弐拾伍

こんにちは、ユキです。今日はお客さんがなかなか引かなくて休憩をとるのが遅くなってしまいました。




「よぉ、また会ったな。」
「…」

私は再び定食屋に来ていた。というのも時間は三時過ぎ。お昼には遅いし、流石に会うことはないだろうと高を括ったのだ。見事に失敗したが。
扉を閉めた手前店を出る訳にもいかず、渋々カウンター席につくことにしたのだった。声を掛けられた手前、離れた席に座るのも可笑しいかなと思い、一つ席を開けて左隣に座った。
何食べようかな。今日はお昼遅くなってお腹空いたしな。お、コレにしよう。

「焼き肉定食ください。」
「はいよ。」

それにしてもこの人はえげつない物食べてるな。いやいや見るな私!これから私はご飯なんだから!

「久しぶりじゃねーか。元気だったか?」
「はあ。」
「今日は昼飯随分遅いな。フ、俺もお前のこと言えねーけどな。」
「はあ。」

話しながらだからか、食べるのが遅くなってる。早く食べちゃってソレを視界から消して下さ…イヤ、私は何も見ていない。

「焼き肉定食お待ち。」
「ありがとうございます。」

割り箸を割って味噌汁に口を付ける。うん、美味しい。早々にお肉に箸を向けたそのとき、視界の右端に赤い何かが映り、動きを止めた。
それは赤いキャップのマヨネーズで、机の上にそっと鎮座していた。マヨネーズと土方さんを見比べる。

「…」
「…」
「…」
「…使うだろ?貸してやるよ。」

マヨネーズを?使うとしても付け合わせのサラダくらい…。

「遠慮してんのか?気にするな、俺とお前の仲じゃねーか。」

名前も知らない仲ですが?会ったのは三回目ですよね。ちょっ!!蓋開けて構えないで!!あんたが掛けると半端ない物になるでしょうが!!!
軽く手で制す。

「あの、今ダイエット中なんです。」
「ダイエット?必要ねーだろうが。」

土方さん私の何を知ってるの?いや、此処は喜ぶところか?

「…、それでも、あの…」

今気付いた。
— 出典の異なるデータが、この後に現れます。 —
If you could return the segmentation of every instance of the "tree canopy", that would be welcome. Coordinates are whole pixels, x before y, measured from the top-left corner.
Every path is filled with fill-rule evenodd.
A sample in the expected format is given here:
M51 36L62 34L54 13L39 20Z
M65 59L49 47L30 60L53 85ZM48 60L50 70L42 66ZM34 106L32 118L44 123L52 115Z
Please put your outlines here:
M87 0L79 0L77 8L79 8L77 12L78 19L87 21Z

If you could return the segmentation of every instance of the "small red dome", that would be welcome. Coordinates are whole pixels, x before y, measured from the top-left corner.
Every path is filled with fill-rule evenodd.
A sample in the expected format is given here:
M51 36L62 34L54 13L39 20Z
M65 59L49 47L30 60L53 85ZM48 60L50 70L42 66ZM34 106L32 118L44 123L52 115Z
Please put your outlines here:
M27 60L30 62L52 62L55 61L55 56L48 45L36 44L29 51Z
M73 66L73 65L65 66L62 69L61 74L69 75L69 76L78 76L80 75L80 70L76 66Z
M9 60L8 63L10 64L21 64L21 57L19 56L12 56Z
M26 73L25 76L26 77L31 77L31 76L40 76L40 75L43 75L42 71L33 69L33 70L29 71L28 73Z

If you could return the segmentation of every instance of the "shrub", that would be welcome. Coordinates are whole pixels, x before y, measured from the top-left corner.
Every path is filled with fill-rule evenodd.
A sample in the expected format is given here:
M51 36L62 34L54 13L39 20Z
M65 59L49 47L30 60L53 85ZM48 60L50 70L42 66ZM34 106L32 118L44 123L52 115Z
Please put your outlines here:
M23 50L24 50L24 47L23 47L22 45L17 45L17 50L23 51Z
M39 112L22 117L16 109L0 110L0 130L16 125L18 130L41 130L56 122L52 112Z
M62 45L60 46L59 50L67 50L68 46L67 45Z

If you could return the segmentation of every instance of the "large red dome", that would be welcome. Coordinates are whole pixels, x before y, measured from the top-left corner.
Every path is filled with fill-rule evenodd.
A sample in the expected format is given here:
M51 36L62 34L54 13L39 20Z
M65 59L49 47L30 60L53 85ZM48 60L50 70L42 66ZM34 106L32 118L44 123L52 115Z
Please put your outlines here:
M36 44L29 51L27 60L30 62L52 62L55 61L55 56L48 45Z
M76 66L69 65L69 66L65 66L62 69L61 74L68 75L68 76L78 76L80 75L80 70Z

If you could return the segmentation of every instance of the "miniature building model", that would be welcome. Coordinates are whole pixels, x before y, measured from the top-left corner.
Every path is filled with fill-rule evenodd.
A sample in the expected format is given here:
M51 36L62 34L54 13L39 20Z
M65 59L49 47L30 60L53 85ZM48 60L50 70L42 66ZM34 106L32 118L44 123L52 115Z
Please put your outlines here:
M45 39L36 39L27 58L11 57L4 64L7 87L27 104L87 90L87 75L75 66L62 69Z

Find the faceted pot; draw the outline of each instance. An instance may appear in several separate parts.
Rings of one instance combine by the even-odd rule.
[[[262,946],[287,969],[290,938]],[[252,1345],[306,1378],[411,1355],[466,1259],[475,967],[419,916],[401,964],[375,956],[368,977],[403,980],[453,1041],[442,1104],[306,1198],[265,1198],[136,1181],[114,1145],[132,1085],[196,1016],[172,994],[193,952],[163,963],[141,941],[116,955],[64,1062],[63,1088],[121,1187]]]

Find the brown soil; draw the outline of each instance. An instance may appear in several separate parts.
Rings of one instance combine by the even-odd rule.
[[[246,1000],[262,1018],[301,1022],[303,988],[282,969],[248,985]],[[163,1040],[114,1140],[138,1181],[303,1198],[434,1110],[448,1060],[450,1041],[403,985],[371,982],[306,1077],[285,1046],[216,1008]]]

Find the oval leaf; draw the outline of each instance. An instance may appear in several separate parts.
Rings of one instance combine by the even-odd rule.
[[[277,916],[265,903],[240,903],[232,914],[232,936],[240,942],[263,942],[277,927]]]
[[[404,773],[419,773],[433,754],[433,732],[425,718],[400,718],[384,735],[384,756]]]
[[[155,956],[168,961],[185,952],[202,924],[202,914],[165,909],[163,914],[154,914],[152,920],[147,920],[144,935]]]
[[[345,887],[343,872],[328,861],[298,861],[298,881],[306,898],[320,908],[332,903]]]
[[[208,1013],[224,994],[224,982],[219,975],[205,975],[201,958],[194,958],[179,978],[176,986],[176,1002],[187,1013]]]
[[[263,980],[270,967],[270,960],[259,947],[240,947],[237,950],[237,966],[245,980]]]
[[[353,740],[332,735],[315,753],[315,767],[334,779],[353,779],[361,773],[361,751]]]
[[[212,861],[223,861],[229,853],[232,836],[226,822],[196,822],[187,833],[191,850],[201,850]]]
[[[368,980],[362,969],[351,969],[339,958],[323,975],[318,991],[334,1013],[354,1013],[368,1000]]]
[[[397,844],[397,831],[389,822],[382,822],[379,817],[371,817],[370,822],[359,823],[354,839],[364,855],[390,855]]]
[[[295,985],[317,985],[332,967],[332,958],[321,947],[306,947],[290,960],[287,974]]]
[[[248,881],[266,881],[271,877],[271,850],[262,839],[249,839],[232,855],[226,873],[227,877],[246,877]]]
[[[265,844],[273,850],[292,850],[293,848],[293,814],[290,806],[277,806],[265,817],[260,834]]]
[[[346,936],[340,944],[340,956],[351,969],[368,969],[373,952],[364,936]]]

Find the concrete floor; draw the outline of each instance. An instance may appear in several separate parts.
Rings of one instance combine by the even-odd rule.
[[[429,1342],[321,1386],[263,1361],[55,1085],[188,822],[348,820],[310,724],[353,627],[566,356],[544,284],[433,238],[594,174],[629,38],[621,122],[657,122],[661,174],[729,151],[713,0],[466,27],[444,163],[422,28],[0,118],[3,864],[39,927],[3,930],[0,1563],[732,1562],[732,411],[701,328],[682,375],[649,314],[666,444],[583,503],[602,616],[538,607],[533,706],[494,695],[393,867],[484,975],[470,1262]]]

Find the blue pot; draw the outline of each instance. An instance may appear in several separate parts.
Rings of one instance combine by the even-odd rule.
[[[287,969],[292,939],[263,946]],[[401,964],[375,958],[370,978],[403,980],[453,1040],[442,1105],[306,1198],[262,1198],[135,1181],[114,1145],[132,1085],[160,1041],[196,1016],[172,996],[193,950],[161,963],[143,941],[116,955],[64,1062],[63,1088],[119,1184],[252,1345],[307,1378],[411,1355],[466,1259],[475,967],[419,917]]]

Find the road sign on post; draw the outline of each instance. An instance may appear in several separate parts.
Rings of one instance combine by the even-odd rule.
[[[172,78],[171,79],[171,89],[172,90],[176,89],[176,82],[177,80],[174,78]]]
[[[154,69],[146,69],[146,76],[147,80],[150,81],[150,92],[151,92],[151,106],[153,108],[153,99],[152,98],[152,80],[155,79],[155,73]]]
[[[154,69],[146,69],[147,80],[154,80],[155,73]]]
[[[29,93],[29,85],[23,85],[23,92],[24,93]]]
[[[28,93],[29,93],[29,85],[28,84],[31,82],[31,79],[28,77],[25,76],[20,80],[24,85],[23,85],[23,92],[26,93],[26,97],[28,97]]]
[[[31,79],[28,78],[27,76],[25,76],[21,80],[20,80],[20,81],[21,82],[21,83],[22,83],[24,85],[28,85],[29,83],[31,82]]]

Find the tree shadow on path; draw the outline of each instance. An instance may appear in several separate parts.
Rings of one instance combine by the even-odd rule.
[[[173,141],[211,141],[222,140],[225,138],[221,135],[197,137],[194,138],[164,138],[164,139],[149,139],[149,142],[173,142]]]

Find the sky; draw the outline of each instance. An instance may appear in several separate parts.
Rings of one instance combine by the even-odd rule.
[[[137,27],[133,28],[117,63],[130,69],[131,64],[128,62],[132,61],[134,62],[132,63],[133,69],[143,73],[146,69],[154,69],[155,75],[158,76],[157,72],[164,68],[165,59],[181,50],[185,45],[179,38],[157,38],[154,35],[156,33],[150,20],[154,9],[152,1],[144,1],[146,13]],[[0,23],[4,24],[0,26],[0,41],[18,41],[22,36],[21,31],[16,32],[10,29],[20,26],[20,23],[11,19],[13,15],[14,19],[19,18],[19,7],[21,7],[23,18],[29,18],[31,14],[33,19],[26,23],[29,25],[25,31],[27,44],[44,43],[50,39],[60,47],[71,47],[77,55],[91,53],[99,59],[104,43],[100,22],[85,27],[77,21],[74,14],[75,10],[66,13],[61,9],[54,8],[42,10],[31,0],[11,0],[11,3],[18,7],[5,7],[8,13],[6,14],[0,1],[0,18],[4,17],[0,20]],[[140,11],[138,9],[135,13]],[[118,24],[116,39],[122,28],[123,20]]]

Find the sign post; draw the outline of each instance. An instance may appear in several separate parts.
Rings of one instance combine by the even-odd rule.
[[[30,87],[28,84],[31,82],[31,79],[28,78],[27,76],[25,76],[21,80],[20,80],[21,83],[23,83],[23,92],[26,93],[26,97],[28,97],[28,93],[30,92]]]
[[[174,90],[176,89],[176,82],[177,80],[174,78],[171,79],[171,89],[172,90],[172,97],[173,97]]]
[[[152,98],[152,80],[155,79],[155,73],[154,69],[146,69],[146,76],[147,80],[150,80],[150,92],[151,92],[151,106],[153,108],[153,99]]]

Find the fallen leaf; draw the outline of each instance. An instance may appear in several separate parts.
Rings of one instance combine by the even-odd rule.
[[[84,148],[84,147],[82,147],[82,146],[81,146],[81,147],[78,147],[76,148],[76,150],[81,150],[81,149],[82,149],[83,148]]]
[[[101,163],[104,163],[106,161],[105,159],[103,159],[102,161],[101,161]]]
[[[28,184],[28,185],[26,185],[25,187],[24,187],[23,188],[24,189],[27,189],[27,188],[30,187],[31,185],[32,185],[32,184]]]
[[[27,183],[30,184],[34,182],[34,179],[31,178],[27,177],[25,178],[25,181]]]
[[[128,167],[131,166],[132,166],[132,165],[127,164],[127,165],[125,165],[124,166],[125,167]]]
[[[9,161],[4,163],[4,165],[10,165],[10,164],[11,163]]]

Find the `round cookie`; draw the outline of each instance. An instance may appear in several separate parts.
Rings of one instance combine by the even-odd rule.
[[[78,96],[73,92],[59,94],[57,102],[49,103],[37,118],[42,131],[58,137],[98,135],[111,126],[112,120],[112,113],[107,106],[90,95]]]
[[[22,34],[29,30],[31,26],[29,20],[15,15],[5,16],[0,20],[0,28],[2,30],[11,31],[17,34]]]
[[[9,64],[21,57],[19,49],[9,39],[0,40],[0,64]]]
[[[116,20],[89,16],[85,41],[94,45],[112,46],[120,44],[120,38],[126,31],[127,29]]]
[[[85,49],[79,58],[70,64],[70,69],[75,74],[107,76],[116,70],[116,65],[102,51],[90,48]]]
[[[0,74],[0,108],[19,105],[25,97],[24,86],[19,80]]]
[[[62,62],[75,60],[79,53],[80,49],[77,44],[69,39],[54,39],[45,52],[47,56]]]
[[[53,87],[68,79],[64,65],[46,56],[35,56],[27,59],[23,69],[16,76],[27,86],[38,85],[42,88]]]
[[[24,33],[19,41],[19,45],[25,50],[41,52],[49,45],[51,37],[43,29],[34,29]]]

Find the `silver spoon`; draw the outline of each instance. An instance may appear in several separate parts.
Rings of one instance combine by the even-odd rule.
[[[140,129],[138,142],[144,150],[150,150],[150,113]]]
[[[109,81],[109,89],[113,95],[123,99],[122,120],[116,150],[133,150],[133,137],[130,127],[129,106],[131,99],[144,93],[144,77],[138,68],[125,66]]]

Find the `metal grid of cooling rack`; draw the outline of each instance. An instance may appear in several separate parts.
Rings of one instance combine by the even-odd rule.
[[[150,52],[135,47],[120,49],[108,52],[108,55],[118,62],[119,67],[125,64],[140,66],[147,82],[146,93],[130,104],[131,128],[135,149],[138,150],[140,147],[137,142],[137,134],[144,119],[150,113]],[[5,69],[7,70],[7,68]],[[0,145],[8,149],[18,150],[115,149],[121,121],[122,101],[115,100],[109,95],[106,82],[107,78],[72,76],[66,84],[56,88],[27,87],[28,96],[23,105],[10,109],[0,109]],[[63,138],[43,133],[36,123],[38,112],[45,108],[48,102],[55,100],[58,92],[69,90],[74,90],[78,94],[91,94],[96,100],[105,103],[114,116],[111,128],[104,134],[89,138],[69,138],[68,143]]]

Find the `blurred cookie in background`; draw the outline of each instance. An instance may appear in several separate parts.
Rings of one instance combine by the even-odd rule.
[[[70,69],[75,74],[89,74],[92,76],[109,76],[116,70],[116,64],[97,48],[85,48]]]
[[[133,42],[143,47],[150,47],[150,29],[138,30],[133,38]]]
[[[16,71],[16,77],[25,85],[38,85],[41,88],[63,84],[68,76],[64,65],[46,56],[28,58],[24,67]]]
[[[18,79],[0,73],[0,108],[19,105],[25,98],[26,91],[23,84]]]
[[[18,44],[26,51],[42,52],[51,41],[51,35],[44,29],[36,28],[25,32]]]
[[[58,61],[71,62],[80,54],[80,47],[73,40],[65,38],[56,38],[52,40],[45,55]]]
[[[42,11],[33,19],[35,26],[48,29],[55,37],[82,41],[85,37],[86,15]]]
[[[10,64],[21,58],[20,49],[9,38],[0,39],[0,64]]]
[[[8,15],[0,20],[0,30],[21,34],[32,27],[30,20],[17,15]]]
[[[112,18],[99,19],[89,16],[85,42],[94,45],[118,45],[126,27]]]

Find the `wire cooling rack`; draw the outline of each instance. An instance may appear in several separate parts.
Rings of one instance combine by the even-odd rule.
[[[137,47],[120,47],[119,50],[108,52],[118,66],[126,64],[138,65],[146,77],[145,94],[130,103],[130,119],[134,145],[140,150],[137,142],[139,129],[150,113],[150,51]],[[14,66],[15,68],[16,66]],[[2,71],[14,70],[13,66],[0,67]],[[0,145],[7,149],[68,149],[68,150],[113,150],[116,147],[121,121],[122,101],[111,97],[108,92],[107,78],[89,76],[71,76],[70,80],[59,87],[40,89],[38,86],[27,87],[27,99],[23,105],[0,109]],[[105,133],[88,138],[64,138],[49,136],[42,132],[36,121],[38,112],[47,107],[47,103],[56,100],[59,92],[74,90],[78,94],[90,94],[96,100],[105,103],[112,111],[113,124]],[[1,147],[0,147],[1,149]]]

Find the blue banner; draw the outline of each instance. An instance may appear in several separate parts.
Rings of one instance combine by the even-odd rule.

焼き肉定食食べながらダイエットは無い。ガッツリだもん。

「フ、お前が気にしてんならしゃーねぇか。ほどほどにしておけよ?」
「あ、はい。」

マヨネーズを大人しく収めてくれた。良かった!
そのまま大人しく食べ始めた、が。なんか視線を感じる。

「…」
「…」

彼をチラリと見て、すぐにお肉に視線を戻す。いつの間にか食事を終えたらしい土方さんは、机に頬杖をついて身体ごとコッチを向いていた。…何で?

「…」
「…」
「…お兄さん、何か?」
「……トシだ。」
「は?」
「お兄さんじゃねぇ、トシって呼べ。大体歳もそう変わらねぇだろうが。」

歳はともかく、トシ?あ、いやダジャレじゃなくて。なんでそんな話になったんだ?

「…」
「…」
「…」
「…」

え、えぇぇ!?コレ呼ぶまで帰らないパターンなの?えぇぇ…。

「…」
「…」
「……トシさん。」
「さん?…まぁ今はいいか。」

今は?フ、と笑って土方さんは席を立つ。そのままレジに向かい、会計をして扉を開けた。

「またな。」

閉まった扉を、お肉をくわえたまま見ていた私は相当マヌケだったと思う。

その後食べ終わった私が会計を頼むと、既に代金は貰ったからと断られた。大将はいい笑顔で、さっきの旦那だよ、と笑った。